At the two most recent sessions of Prime Minister’s Questions, Jeremy Corbyn has unnerved Theresa May with short, punchy questions about her non-existent policy on Brexit, which she cannot answer. The luxury of opposition means you don’t face the daily dilemmas of government, can ruthlessly expose bad decisions – and, in May’s case, her inability to take them when her cabinet and MPs are so divided.

However, Corbyn now has a big, difficult decision of his own to make – whether to support the UK staying in the EU single market after Brexit. The House of Lords has voted for it, by calling for the UK to join the European Economic Area (EEA). Some 83 Labour peers defied Corbyn’s edict to abstain by backing it, a foretaste of what is to come when the Commons debates the Lords’ decision before parliament’s summer break.

Labour’s policy is to seek a “new and strong relationship with the single market”. Such “constructive ambiguity” is designed to appeal to both Leavers and Remainers. But the vote will force Corbyn to come off the fence.

Whatever he does, it will be impossible to unite his MPs. An estimated 70 will rebel if he trusts his eurosceptic instincts and does not support single market membership.

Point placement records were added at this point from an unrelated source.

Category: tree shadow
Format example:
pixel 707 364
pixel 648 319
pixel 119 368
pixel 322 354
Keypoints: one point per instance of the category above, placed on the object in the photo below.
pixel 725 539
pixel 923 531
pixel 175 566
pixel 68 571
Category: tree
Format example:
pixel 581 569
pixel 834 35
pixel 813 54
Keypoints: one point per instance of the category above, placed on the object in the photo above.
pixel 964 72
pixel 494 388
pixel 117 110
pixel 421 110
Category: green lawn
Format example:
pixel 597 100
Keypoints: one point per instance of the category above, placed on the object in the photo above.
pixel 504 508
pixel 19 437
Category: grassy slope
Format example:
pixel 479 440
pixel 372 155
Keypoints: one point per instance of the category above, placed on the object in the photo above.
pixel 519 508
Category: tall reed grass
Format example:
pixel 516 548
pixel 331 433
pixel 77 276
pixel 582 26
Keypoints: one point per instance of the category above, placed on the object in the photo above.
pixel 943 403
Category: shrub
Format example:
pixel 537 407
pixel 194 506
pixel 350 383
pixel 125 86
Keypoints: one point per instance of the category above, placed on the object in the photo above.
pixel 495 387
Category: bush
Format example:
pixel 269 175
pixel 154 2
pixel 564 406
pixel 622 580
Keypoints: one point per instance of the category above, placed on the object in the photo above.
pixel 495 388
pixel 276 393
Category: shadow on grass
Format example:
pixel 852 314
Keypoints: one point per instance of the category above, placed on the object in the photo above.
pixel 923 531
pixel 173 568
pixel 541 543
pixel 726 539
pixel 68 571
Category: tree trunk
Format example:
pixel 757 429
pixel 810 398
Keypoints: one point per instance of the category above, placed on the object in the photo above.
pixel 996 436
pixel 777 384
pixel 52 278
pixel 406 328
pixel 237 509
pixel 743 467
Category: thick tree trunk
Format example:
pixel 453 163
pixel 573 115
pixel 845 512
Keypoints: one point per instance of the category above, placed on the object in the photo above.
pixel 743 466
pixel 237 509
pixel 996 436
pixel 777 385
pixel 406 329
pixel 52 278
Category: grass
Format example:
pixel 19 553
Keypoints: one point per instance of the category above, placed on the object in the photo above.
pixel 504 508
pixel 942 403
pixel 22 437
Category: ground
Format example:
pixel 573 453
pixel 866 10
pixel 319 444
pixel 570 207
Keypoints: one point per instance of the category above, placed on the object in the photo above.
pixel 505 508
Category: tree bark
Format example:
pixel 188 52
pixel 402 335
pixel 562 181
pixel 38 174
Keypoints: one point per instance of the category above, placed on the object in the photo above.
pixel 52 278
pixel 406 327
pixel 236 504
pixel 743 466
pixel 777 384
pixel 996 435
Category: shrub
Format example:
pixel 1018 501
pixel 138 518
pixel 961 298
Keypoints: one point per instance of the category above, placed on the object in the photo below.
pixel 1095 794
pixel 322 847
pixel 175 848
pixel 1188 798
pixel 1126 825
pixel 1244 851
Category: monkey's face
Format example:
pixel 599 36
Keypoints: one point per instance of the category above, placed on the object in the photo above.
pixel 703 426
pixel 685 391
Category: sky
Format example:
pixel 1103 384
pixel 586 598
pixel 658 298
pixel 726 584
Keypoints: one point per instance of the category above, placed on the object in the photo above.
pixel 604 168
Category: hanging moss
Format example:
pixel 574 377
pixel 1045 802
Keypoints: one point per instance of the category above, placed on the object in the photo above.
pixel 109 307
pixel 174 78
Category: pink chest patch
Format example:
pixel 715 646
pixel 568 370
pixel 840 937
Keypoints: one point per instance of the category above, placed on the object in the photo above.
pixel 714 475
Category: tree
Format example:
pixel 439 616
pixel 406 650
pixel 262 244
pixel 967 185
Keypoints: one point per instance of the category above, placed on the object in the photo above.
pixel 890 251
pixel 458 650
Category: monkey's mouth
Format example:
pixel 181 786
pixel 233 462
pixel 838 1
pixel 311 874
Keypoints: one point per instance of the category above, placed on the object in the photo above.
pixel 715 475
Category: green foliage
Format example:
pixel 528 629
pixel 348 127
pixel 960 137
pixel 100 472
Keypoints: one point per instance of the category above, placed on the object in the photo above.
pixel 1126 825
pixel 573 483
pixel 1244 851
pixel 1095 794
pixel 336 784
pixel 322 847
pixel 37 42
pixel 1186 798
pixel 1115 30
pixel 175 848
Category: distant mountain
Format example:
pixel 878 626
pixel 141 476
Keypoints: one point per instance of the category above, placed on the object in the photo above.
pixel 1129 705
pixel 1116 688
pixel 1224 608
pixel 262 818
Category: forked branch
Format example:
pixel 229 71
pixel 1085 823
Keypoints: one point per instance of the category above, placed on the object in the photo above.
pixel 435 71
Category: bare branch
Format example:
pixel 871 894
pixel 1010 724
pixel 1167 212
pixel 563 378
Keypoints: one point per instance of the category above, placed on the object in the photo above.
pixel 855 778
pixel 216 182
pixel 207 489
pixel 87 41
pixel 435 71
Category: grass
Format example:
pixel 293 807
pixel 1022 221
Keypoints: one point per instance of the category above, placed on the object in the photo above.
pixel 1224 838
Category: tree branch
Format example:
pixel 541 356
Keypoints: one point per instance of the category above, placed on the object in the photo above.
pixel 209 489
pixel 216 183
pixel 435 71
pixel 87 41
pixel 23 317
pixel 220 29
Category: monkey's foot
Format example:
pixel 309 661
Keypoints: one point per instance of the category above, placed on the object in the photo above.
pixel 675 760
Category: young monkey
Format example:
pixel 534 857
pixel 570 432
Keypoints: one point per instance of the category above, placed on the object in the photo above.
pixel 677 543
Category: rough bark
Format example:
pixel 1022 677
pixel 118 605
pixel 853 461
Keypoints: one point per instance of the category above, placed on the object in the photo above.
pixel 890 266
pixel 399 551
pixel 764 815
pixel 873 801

But if he bows to pressure from pro-European party members, trade unions, MPs and peers, Corbyn will provoke a revolt by MPs representing areas that voted Leave in the 2016 referendum. Two-thirds of Labour-held seats backed Brexit.

Corbyn aides are convinced that a tougher stand against Brexit might result in a few gains in pro-Remain areas at the next general election, but they would be heavily outweighed by losses in Leave land. They point to the Tories’ better performance here in this month’s local elections in England, warning that the Tories would exploit a Labour commitment to single market (and by extension free movement) in key marginals in the North and Midlands.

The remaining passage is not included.